Raskolnikov’un ahlaki ikilemleri üzerinden pişmanlık teması derinlemesine işlenir.
Dostoyevski, F. M. (2013). Budala (E. Altay, Çev.). İstanbul: Türkiye İş Bankası Kültür Yayınları.
Prens Mışkin’in eylem ve eylemsizlik arasındaki trajedisi, yapılmayanlardan doğan pişmanlığı yansıtır.
Dostoyevski, F. M. (2014). Karamazov kardeşler (M. Beyhan, Çev.). İstanbul: Türkiye İş Bankası Kültür Yayınları.
İvan Karamazov’un inanç ve ahlak sorgulamaları, sözün felsefi arka planını güçlendirir.
Frankl, V. E. (2009). İnsanın anlam arayışı (S. Budak, Çev.). İstanbul: Okuyanus Yayınları.
Yaşamın anlamı, seçimlerin sorumluluğu ve pişmanlık arasındaki varoluşsal ilişkiyi açıklar.

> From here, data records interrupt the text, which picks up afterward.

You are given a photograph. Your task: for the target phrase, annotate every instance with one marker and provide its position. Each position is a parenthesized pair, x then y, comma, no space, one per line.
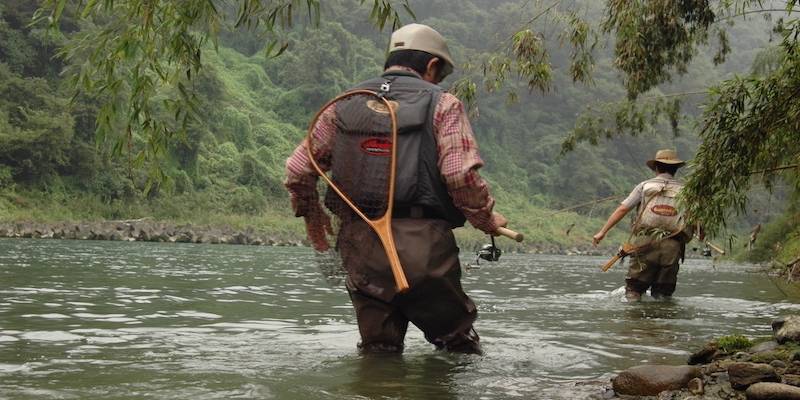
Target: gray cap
(423,38)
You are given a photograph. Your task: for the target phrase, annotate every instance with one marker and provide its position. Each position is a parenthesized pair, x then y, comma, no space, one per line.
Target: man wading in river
(445,192)
(659,233)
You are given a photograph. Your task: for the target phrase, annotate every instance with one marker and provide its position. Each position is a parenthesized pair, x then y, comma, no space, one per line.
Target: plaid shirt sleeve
(301,177)
(459,162)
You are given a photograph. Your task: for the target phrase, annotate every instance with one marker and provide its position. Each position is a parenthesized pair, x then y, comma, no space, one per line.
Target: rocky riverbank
(144,230)
(148,230)
(730,368)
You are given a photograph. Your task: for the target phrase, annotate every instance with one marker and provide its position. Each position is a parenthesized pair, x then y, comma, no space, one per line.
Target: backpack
(658,210)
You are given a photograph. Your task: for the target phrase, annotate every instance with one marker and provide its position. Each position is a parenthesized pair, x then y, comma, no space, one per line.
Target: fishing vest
(418,181)
(659,208)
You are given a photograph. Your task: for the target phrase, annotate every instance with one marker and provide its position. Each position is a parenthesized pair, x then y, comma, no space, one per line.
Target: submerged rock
(772,391)
(704,355)
(787,329)
(744,374)
(696,386)
(650,380)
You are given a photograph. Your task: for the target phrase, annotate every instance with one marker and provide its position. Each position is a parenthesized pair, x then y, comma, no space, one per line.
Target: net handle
(383,225)
(510,234)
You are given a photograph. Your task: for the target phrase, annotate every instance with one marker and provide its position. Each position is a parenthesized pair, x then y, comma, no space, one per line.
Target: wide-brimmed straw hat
(666,156)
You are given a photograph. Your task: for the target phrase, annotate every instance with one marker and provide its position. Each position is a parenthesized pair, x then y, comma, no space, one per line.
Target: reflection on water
(143,320)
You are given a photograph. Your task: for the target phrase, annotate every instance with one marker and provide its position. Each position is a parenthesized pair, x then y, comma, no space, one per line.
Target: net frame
(382,226)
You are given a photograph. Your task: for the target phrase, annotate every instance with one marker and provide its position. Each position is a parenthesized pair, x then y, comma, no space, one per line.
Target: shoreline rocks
(764,371)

Gilovich, T., & Medvec, V. H. (1995). The experience of regret: What, when, and why. Psychological Review, 102(2), 379–395. https://doi.org/10.1037/0033-295X.102.2.379
Modern psikolojide pişmanlık kavramının bilimsel analizi. Eylem ve eylemsizlik pişmanlığı arasındaki farkı açıklar.
Jones, R. (2007). Dostoyevsky and the dynamics of human conscience. New York: Academic Press.